Zou Yan (center) enjoys her days with students at Kiranga Youth Polytechnic in a village of Kenya's Central Province. Provided to China Daily |
In the first two to three months I was at the school, things got off to a slow start.
Sometimes I was at a total loss, and had no idea of how to make plans for the school.
Without a clear purpose, I began to take pictures of the classes and subjects I was unfamiliar with at the school, and record the life of students.
Life outside classes was tedious as students can only play soccer or volleyball. So before I formally took my role as a strategy adviser I made a proposal to teach the students kung fu, Chinese language and culture, and played movies to enrich their life.
My opportunity to gain their trust came when the school planned a Twin Workshop ceremony. In a preparatory meeting, the school's principal assigned each teacher tasks, except me, because I had just arrived at the school.
So I proposed to make a PowerPoint presentation to promote the school.
But still I didn't get any support. Teachers were not familiar with the popular presentation software.
So I used the pictures I took of them as the main content of the PowerPoint presentation. When I showed teachers a draft of the presentation, everyone was excited.
Teachers started to support my work. Whenever there was a new project, they would ask me to take pictures.
It was at this moment that I realized that in the first months at the school I had been trying to help it move ahead, but, unconsciously, I strived to make myself outshine others. I had been listing the areas that needed improvements but it was hard for them to accept advice given in that format. The fact that I'm a woman and the principal is a man made them even more uncomfortable.

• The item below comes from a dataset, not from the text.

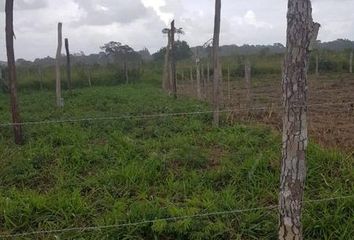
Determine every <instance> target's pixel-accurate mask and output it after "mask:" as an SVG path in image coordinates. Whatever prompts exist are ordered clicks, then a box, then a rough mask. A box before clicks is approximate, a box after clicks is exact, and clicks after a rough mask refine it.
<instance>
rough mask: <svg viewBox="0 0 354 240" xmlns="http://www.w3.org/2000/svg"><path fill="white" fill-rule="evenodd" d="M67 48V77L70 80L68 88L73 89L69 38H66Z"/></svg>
mask: <svg viewBox="0 0 354 240" xmlns="http://www.w3.org/2000/svg"><path fill="white" fill-rule="evenodd" d="M65 50H66V77H67V80H68V89H69V91H71V63H70V50H69V40H68V39H67V38H65Z"/></svg>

Only when I made them feel that I was sincere and there to help, they became supportive and things started to change.
A project manager at VSO asked me to draw up a school development proposal to get more funds from the organization. I spent almost a month to come up with a 50-page plan.
To show respect toward the principal, I had him review it before I submitted it to the VSO manager in early August. In about a week, I got a reply saying that the requested funds would be in place.
The efforts paid off.
By the end of April, the school's enrollment had expanded to 202. In most technical schools in partnership with VSO in Kenya, the enrollment is less than 100.
Zou Yan told her story to China Daily reporter Wang Zhenghua.